Round Rock City Council voted to annex a 21.28-acre property west of A.W. Grimes and south of University Boulevard on Nov. 14. Council also held an initial discussion and public hearing for two related zoning applications.
About half of the site—10.73 acres—is proposed for multifamily, low-density zoning, Round Rock Director of Planning Brad Wiseman said. This zoning designation allows for apartments, townhouses or multi-family homes, with a maximum of 12 dwelling units per acre. If this zoning is approved, buildings would have a maximum height of two-and-a-half stories. Up to 120 units would be permitted, should the zoning move forward as proposed, Wiseman said.
The remaining 10.55 acres is proposed for senior zoning. This would permit apartments, townhouses or assisted living facilities, restricted for senior occupants, with a maximum height of four stories, except when immediately adjacent to single family or two-family property line. The current proposal calls for approximately 280 units for seniors, Wiseman said.
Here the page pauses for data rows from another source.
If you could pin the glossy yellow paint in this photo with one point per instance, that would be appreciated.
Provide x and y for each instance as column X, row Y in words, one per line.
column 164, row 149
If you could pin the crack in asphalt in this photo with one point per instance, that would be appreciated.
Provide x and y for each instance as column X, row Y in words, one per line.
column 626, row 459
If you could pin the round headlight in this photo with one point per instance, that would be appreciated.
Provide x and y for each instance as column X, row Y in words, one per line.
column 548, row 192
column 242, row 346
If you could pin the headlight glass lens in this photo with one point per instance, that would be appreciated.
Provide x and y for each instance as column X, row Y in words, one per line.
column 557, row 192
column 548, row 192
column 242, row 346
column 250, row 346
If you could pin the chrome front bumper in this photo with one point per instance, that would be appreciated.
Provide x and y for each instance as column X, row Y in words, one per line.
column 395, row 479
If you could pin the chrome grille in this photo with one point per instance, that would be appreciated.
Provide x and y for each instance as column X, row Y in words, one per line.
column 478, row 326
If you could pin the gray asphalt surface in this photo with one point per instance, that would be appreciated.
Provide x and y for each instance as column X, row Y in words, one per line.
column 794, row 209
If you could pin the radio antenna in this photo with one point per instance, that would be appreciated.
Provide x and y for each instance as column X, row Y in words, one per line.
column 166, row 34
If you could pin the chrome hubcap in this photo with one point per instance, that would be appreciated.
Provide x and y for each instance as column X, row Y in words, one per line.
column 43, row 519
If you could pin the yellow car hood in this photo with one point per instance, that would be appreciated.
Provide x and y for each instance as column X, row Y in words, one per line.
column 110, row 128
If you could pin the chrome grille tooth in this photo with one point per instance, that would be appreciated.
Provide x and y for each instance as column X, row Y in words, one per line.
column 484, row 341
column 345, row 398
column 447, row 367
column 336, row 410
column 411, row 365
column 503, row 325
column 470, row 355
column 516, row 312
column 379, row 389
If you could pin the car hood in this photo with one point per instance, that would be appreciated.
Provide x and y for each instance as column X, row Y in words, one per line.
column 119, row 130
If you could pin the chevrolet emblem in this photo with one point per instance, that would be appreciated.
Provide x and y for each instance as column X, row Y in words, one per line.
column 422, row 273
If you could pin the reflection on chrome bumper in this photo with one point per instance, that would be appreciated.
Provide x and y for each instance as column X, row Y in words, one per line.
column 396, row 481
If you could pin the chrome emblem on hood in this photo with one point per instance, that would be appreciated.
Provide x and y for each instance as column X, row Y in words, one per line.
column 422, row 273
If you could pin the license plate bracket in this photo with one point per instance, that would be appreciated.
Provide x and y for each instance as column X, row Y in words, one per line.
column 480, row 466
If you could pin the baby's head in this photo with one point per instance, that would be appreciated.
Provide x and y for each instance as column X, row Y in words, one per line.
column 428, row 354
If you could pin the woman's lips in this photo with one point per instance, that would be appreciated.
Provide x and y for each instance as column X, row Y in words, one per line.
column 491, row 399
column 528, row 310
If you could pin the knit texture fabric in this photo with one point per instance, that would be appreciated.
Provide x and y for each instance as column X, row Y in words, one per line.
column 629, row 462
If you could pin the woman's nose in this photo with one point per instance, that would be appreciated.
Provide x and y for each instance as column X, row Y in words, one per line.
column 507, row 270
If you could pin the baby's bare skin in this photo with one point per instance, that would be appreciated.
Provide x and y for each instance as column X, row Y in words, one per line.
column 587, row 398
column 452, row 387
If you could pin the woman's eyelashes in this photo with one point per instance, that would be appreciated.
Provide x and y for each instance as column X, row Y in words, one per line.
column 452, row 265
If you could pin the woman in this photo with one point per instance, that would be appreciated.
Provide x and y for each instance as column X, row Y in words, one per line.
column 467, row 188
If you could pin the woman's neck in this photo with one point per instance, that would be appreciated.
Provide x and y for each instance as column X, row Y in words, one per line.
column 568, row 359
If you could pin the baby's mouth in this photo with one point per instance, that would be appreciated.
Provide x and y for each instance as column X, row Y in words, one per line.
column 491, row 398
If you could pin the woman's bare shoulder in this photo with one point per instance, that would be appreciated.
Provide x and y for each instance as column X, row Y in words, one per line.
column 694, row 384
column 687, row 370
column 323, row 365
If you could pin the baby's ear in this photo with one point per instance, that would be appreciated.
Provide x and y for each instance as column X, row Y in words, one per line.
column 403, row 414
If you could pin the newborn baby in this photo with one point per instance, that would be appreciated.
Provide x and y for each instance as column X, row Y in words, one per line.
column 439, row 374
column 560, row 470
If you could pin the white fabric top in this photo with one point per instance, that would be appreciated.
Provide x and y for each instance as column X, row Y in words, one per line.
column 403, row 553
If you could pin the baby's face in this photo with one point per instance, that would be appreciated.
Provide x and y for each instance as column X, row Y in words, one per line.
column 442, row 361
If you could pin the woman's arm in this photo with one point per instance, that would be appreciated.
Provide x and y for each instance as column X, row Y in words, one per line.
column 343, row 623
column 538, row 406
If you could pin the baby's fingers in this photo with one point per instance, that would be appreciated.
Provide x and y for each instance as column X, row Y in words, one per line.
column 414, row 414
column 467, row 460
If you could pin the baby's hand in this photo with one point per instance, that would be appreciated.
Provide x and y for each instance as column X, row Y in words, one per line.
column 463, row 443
“We feel like senior zoning on this property is a big win for the city,” Bradley Dushkin, Round Rock's assistant director of planning, said during a Nov. 12 meeting. “Senior housing is a very in-demand product in the market right now, and it creates a lot less traffic than traditional multi-family or single-family does.”
During the Nov. 12 meeting, council members raised concerns with the traffic flow on University Boulevard. Council member Matt Baker spoke about school traffic from nearby Caldwell Heights Elementary School and the difficulty of making a left turn onto University from nearby streets.
“I’d really like to see a well-coordinated plan on the traffic,” Baker said.
Two speakers expressed concerns on Nov. 14.
“My concerns are about the traffic that has been generated in the last 10 years on University,” said Round Rock resident Melissa Crowell, who said her property is adjacent to the site. “I’m against any kind of building on this property because I’m concerned about the traffic. We are way behind the curve. The roads should have been improved a long time back.”
The Planning and Zoning Commission reviewed the zoning application Sept. 18 and recommended city council approve the zoning.
Dushkin said the city and the developer are engaging with nearby residents to disseminate information. Property owners within 300 feet of the subject tract received a notice in the mail, a sign was placed on the property, among other efforts, he said.
“We need to make sure we go above and beyond to give everyone an opportunity to get involved,” council member Tammy Young said.